The crossword puzzles have lost their excitement, I've finished listening to "S Town" and "Serial," and I don't feel like reading. I'd rather be at the beach or the pool or at work. Anywhere but hooked up to this IV. Not that I'm not thankful. I know it's good. I'd rather have boring chemo than exciting cancer.

We smile through the pain, through the boredom, because we know that what's on the other side—hopefully—is life.

6/30

It's amazing the things cancer has made me less afraid of: Bugs. Needles. Turning 40.

I have a vivid memory of my Uncle Lenn turning 40. I remember the pictures of the black balloons and the coffin-shaped birthday cake. It was a weird thing for an 11-year-old to see. Like, okay, turning 40 means you're almost dead, got it. Let's file that away for a therapist to deal with down the road.  

So now, I'm less than a month away from my 39th birthday. I've never really liked birthdays, and you could make the case that 39 is the worst birthday of all. It's kind of the last call for your youth—like the bartender should be shouting over the music, "Any last minute, stupid things you want to do, do them now. At 40, all excuses stop!"

Birthdays also made me feel the weight of getting older. I'd look at my life/career checklist to see if I was far enough along to justify another year being tacked on to my life. I did a lot of things in my 30s: Quit drinking. Got divorced. Left New York. Fell in love a few times. Moved to Atlanta. Became a playwright. Became a professor. Quit smoking. Got cancer. Went to Europe twice.
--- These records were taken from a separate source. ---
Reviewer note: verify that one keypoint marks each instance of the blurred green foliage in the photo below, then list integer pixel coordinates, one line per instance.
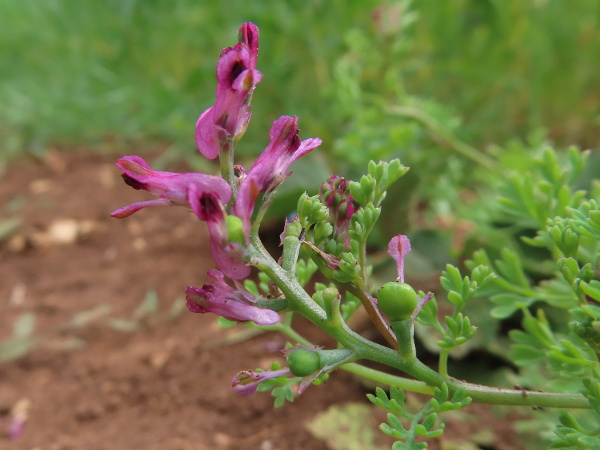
(93, 73)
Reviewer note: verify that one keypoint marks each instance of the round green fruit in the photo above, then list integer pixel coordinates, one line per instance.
(235, 229)
(303, 362)
(397, 300)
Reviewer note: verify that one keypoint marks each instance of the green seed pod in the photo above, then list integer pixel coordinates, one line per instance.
(302, 362)
(235, 229)
(397, 300)
(293, 229)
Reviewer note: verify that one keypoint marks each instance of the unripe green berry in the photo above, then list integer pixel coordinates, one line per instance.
(303, 362)
(397, 300)
(235, 229)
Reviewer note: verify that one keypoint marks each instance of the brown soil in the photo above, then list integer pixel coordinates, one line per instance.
(165, 385)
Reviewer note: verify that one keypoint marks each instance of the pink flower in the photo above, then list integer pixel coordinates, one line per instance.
(171, 188)
(271, 167)
(246, 381)
(236, 79)
(232, 304)
(229, 256)
(398, 248)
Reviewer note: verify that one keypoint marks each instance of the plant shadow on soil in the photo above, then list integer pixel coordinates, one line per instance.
(166, 385)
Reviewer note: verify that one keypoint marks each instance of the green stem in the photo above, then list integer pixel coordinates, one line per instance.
(364, 349)
(443, 362)
(387, 379)
(226, 159)
(373, 314)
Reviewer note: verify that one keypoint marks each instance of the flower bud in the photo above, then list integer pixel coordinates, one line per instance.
(397, 300)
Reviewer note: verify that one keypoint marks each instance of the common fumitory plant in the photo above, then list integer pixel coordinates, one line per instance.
(329, 234)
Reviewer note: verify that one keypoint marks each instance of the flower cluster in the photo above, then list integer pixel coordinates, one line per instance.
(212, 199)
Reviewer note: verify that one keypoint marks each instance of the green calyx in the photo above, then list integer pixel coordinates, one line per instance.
(397, 300)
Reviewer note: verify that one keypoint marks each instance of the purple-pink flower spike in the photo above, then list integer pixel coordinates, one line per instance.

I'm not rich, yet. I'm not famous, yet. But I am happy. Thanks to cancer, that seems more important than ever.

So bring on 39. And 40. And any more you might have. I'll gladly take all of them.

7/5

When I was a kid, I hated to spend the night away from home. I used to wake up in the middle of the night, in the dark, in a strange bed, so far from morning. I wanted the light to come in so I could wake up and go be in my own space.

I thought about that feeling today, because it is officially the halfway point of my treatment. I'm in between treatments 6 and 7. Yesterday I was closer to the beginning than the end, tomorrow I'll be closer to the end than the beginning.

Back at the start of the year, when I was not feeling well and had no idea what was wrong, it was the not knowing that drove me crazy.

Now it's the knowing that's hard: Knowing how the chemo will feel, knowing that my mouth will taste like metal, knowing that the chemo brain will last until Monday, and knowing that—today—I'm right in the middle of it all.

7/21

One of the things that is helping me through this process is to view having cancer as an artistic endeavor. It helps give the whole experience meaning and purpose. A context. But it drives me a little crazy having no idea how this is going to end.

I'm in the middle of a story with a huge conflict (life or death), a brilliant antagonist (cancer), and no idea what the ending is. What I'm left with is hope.